Asgari siyasi ve hukuki eşitliğin sağlanması, kadınların tüm demokratik haklarının elde edilmesi, sermaye egemenliğine ve erkek egemenliğine bütün toplumsal temelleriyle son vermenin, cins çelişkisini çözmenin ve gerçek eşitliği kazanmanın zorunluluğunu gösterecek ve yolunu açacaktır.

Türkiye ve Kuzey Kürdistan'da cinsiyet eşitliğinin asgari koşullarının oluşmadığına dair sayısız örnek sıralanabilir. Kadına yönelik şiddetin yaygınlığı ve yargının onunla ilişkilenme biçimi bunlardan biridir. Eğitimde eşitsizlik, hem eğitimin cinsiyetçi içeriğinden hem de eğitim olanaklarına erişim koşullarından bellidir. Çalışma koşullarına gelince, kadın ve erkek arasında eşit işe eşit ücretten çok uzak olan mevcut tablo bir yana, işkolları arasındaki cinsiyetçi işbölümü de sürmektedir. Kadınlar çoğunlukla güvencesiz ve düşük ücretli alanlarda çalışmaktadır. Ev içi emek ise görünmez emektir, bir iş, emek biçimi olarak bile sayılmamaktadır. Yaşam tarzı açısından, kadınlar en geri ve geleneksel biçimlere itilmeye çalışılır, istediğimiz zaman ve istediğimiz kıyafetle sokakta gezme hakkımız bile "tecavüzü hak etmiş" damgası ile karşılaşmaktadır. Doğuracağımız çocuk sayısını belirlemekten kürtaj hakkımızın gaspına kadar devam eder bu erkek egemen zihiniyet. Elbette sadece kadınlar değil, heteroseksist dünyada yeri olmayan LGBTİ+'lara karşı da günlük baskı bütün yakıcılığıyla sürmektedir. Mayıs ayında yayınlanan bir çalışmaya göre, Türkiye, LGBTİ+ hakları konusunda 100 üzerinden 5 puan alarak 49 Avrupa ülkesi içinde sondan ikinci olmuştur.[4]

Kısacası, çözülmesi, değiştirilmesi gerekenler konusunda işimiz saymakla bitmeyecek kadar çoktur. Gelelim bu sorunları somut olarak nasıl ele alacağımıza, hangi temel noktaların “Antifaşist, Antiemperyalist, Antisömürgeci, Cins Özgürlükçü Demokratik Devrim”de nasıl bir karşılık bulacağına.

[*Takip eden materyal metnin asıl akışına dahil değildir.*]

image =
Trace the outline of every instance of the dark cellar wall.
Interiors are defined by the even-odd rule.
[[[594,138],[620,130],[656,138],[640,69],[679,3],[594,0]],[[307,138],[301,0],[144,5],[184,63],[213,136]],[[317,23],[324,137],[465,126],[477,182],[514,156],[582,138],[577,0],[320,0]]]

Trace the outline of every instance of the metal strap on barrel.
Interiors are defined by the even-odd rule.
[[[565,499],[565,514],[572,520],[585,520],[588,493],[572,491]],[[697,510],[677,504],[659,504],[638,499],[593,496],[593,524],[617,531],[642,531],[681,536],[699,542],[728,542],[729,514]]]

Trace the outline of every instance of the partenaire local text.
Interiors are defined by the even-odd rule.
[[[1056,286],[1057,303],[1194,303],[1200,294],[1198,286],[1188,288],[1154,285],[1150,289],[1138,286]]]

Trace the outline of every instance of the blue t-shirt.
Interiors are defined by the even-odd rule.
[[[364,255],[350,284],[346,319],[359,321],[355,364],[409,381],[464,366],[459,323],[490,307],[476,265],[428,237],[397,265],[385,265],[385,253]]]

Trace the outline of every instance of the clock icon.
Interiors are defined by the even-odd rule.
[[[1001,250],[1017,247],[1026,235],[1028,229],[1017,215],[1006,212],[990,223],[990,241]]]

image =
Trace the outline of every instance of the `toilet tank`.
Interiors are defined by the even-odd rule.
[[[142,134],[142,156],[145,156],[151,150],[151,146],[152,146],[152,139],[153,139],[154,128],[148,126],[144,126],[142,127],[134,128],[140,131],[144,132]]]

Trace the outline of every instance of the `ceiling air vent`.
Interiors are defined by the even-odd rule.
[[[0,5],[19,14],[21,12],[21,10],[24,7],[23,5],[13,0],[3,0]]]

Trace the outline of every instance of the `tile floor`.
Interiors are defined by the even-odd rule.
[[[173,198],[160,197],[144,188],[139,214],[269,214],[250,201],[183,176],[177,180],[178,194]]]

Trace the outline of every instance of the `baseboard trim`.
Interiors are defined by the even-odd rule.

Örgütlü Kadın İradesi İktidara!

Yazılı tarih her ne kadar bunu yansıtmıyorsa da, kadınların bugüne dek yaşanan bütün toplumsal devrimlerde yerlerini almış, hatta ön saflarda savaşmış olmaları inkar edilemez bir gerçektir. Fakat, başarılı devrimlerin ardından yeni kurulan toplumlarda, hemen ya da süreç ilerledikçe cinsiyet eşitsizliğinin aşılamadığı ortaya çıkmıştır. Farklı ülkeler ve zamanlarda yaşanan değişik tipte devrimlerde bir dizi ilerici karar ve tedbir uygulanmasına rağmen, kadın özgürlük mücadelesi yarım kalmış ve nihayetinde bu devrimler aynı zamanda birer kadın devrimi olarak ilerleyememiştir.

Cins ayrımsız bir topluma doğru ilerleyebilmek için, kadının, bir toplumsal kuvvet olarak, yeni kurulan halk iktidarının eşit ve bağımsız ortağı olması gerekir.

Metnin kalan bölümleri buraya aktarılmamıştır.